Cingalese traders also come aboard with heaps of Brummagem stuff, dear at any price, and do their best to drive a bargain, but with very little success, the majority of our passengers having been there before, and had some little experience of these guileless colored gentlemen. We cast anchor at a few minutes past noon on Thursday, and as we had to discharge about 70 tons of cargo and take aboard 100 tons for Normanton, our skipper, who was anxious if possible to get away again that night in order to catch the tide on the Norman River bar on Saturday, tried his best to expedite matters; but he had to deal with a lot of colored wretches who had evidently been born tired, and consequently required a certain amount of rest, so that, strive as he would, the fates were against him, the loading and unloading process lasting well on to midnight, when it was too late to make a start, so that we had to remain where we were until daylight on Friday morning.

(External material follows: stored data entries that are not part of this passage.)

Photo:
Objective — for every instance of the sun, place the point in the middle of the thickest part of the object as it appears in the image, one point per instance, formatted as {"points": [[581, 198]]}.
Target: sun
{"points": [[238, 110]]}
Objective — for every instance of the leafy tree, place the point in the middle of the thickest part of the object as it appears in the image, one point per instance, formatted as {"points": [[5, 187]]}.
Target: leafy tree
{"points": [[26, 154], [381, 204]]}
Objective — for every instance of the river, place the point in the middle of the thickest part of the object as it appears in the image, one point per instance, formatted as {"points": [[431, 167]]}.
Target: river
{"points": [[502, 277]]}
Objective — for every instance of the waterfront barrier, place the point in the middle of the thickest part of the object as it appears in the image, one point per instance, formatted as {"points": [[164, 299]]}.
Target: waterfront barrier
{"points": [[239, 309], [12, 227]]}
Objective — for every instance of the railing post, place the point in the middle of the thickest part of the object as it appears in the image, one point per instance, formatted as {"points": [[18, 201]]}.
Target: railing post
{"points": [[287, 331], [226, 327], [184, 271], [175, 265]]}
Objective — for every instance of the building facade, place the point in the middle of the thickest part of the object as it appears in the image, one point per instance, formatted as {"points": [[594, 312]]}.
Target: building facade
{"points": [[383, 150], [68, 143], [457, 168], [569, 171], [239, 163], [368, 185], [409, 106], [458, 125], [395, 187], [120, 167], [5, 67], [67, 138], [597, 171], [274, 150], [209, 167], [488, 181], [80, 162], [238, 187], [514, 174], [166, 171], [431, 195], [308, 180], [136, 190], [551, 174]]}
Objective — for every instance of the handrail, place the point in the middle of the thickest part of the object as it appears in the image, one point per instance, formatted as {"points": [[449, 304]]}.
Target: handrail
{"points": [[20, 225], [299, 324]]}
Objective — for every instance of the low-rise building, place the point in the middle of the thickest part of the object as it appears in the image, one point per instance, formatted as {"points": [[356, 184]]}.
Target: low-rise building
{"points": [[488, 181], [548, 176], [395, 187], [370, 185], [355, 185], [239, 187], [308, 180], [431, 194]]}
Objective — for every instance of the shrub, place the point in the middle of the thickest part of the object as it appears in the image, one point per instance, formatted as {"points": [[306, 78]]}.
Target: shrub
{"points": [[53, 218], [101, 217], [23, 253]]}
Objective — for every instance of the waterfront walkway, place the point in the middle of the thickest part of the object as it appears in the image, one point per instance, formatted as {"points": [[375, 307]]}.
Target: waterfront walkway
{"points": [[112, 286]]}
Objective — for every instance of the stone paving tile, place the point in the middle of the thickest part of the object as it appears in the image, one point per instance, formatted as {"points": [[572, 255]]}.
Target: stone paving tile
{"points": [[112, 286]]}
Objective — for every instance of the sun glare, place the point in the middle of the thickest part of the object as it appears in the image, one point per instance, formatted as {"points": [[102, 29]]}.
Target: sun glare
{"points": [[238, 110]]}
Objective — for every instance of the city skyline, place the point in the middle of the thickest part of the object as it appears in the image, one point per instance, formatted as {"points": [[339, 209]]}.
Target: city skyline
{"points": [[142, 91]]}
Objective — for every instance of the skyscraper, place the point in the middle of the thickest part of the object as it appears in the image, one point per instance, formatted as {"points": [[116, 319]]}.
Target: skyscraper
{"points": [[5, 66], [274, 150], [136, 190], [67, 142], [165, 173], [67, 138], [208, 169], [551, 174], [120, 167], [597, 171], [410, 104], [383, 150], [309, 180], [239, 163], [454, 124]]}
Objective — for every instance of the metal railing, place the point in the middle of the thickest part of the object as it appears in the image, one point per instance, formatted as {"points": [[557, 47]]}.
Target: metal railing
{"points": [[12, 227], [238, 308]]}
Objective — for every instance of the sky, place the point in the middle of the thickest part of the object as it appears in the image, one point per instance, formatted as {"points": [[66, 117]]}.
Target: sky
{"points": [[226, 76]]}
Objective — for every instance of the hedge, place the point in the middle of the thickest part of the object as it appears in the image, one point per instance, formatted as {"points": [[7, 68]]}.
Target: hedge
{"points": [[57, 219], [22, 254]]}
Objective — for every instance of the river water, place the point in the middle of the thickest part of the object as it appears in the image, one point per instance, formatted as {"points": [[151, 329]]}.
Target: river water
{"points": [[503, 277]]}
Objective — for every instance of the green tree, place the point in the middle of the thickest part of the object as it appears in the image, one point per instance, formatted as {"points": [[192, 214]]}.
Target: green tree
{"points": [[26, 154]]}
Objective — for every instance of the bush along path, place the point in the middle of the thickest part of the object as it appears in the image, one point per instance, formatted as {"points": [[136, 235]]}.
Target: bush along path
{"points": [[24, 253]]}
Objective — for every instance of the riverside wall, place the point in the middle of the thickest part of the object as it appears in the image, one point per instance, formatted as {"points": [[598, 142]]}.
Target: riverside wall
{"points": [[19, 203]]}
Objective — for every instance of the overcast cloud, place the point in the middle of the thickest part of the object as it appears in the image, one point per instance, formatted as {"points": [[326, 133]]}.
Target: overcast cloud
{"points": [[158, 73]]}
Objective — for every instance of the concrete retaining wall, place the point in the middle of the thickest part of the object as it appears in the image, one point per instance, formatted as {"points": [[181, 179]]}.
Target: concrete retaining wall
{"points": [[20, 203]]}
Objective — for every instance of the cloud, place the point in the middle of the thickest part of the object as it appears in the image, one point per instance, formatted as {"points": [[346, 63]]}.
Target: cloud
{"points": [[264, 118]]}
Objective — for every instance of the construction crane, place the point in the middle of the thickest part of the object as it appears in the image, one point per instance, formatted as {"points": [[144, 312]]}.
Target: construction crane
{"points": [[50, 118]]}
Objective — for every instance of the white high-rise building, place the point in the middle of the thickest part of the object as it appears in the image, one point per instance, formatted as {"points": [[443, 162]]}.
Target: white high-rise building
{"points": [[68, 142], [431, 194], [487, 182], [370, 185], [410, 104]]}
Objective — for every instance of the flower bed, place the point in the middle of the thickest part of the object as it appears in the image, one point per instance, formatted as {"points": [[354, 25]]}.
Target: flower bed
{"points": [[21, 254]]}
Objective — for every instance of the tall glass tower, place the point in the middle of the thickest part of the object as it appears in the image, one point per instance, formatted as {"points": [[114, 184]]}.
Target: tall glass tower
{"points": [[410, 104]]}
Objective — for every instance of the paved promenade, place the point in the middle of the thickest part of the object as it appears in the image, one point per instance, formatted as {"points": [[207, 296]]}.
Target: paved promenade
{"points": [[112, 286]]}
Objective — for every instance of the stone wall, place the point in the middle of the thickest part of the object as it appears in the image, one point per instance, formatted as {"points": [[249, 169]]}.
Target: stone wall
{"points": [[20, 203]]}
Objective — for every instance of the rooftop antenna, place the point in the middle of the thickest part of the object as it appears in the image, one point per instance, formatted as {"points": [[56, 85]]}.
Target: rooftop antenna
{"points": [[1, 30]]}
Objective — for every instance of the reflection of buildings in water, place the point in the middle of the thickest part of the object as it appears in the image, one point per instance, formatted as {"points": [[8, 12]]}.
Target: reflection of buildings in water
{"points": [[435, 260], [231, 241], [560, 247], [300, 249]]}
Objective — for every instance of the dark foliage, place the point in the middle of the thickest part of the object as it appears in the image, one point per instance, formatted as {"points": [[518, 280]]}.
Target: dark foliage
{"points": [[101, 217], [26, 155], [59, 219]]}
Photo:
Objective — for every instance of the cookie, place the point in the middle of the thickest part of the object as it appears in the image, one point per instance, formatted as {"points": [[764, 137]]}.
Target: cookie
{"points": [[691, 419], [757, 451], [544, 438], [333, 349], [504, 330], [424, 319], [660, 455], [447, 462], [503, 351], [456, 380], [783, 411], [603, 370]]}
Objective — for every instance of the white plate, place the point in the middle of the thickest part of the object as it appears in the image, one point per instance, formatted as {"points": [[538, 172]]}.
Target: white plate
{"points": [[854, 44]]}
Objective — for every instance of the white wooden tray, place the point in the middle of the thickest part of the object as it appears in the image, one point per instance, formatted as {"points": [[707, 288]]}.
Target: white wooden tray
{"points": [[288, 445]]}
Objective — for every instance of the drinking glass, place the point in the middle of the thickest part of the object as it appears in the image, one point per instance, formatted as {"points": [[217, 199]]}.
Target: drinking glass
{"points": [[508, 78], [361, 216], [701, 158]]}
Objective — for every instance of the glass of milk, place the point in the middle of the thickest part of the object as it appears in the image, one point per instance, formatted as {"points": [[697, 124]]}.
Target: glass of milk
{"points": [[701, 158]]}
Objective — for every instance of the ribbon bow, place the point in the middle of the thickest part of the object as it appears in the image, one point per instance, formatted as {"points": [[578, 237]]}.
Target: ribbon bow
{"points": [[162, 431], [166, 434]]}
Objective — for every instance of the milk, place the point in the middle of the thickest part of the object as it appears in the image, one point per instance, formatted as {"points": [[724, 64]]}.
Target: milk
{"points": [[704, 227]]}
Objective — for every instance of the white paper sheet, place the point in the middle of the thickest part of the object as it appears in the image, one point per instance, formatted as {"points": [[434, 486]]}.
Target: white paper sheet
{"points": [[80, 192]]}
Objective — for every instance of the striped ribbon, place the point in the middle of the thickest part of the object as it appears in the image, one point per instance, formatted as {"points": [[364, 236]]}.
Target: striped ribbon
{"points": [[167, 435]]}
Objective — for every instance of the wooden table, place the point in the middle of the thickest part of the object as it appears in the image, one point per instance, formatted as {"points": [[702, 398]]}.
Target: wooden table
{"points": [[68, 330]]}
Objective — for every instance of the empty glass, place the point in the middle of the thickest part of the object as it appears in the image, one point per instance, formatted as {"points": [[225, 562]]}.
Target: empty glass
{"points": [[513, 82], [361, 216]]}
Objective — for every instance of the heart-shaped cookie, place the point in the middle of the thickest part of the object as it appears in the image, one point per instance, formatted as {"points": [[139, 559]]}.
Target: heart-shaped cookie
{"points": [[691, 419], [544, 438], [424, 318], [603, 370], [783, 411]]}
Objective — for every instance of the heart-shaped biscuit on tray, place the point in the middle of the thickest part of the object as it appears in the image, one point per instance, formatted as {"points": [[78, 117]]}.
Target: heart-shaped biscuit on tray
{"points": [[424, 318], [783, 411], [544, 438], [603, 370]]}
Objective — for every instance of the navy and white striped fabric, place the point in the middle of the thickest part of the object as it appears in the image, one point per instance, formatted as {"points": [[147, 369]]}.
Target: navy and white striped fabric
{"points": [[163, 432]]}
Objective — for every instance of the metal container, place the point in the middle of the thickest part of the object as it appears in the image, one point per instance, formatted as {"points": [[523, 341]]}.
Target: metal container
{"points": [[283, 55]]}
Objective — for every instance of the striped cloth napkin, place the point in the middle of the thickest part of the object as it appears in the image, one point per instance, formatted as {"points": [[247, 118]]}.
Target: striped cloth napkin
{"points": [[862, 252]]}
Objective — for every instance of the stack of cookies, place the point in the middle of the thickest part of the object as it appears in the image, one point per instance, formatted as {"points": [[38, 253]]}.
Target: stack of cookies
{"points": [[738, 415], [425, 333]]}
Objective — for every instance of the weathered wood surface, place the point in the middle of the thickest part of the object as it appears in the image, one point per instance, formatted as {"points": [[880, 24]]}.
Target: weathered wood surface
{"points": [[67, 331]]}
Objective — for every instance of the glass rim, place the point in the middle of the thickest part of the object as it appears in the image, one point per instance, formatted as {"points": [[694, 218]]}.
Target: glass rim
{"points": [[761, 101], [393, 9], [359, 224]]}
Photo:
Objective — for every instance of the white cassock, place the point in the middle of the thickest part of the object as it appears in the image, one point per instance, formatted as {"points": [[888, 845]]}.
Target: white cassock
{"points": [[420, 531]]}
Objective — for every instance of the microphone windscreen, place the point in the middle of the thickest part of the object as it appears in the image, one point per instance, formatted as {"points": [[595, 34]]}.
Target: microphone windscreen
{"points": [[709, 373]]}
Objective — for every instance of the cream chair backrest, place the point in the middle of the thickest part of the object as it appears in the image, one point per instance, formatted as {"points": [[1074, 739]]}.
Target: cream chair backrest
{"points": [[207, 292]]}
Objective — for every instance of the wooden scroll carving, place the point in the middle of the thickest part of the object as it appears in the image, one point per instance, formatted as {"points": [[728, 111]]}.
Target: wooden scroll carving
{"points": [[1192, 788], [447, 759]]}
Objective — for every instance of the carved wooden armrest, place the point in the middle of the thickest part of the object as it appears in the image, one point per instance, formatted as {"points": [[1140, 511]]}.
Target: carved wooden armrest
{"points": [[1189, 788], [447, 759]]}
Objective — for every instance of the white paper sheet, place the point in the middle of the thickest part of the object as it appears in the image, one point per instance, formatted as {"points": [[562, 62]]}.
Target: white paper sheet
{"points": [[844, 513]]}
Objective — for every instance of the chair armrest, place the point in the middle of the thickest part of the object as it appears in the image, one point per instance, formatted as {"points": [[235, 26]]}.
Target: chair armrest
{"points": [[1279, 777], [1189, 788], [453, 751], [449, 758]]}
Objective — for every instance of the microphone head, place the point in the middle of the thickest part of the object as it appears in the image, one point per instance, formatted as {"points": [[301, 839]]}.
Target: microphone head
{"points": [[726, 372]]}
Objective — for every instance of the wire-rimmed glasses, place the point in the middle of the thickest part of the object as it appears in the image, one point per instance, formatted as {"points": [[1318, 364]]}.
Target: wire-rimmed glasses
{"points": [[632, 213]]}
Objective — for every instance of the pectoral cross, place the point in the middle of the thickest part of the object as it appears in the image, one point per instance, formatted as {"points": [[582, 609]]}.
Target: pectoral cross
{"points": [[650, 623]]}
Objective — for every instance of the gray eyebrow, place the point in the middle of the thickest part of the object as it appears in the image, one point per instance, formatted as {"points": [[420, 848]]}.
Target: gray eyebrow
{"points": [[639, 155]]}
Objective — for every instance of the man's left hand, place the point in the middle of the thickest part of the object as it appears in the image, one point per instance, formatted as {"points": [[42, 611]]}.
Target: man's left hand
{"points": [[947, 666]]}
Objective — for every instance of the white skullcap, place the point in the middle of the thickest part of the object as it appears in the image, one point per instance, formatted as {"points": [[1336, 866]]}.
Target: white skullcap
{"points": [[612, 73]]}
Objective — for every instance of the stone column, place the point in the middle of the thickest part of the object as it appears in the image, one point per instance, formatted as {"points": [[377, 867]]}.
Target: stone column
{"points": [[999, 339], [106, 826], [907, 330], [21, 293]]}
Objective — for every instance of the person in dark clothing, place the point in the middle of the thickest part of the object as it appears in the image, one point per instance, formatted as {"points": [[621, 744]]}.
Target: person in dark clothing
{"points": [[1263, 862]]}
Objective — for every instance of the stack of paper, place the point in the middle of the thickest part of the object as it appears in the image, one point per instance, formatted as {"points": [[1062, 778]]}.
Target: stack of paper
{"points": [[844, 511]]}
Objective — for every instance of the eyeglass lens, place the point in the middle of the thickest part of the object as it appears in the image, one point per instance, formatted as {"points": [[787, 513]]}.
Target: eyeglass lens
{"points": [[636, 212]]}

We had a commercial traveller aboard with a heap of samples who got fairly on the war-path because he was unable to induce Mr. Bromley to let him stow his luggage in Messrs Burns, Philp and Co.’s gig, a craft certainly never built for or intended to carry cargo, and never used for that purpose even by the firm themselves. Then he tried to induce Captain Leggett to place one of the ship’s boats and crew at his service, evidently wishing to get his goods ashore on the cheap, and not caring what delay or inconvenience might be caused to a whole ship’s company by the proceeding as long as he got his own turn served.
The Captain told him that as he was anxious to proceed on the voyage that night if possible, he could not spare the boat’s crew, but as there were plenty of shore boats available, why not engage one of them if very anxious to get his samples landed. But this did not suit the drummer’s book altogether, so he relieved his feelings by blackguarding everybody all round, and swearing vengeance on Bromley, Captain Leggett, and all concerned, but I noticed he took the shore boat at the finish, when he found it impossible to save the expense of the transaction. There are thousands of people like him in the world who care nothing for the loss and inconvenience their actions may cause to others as long as they can get their own turn served, and save expenses which are only fairly and legitimately incurred in the prosecution of their own business transactions. Going ashore at Thursday Island is a bit of a pic-nic, especially for ladies, there being no wharf to land at, and as the water is very shallow for some distance from the shore, boats are unable to come right in, consequently, passengers have to be conveyed from the boats to the beach on the backs of the colored boys who compose the crews—so that a heavy weight on a light built boy stands a fair “six to four” chance of coming to grief, and carrying more water ashore in his clothes than he bargained for.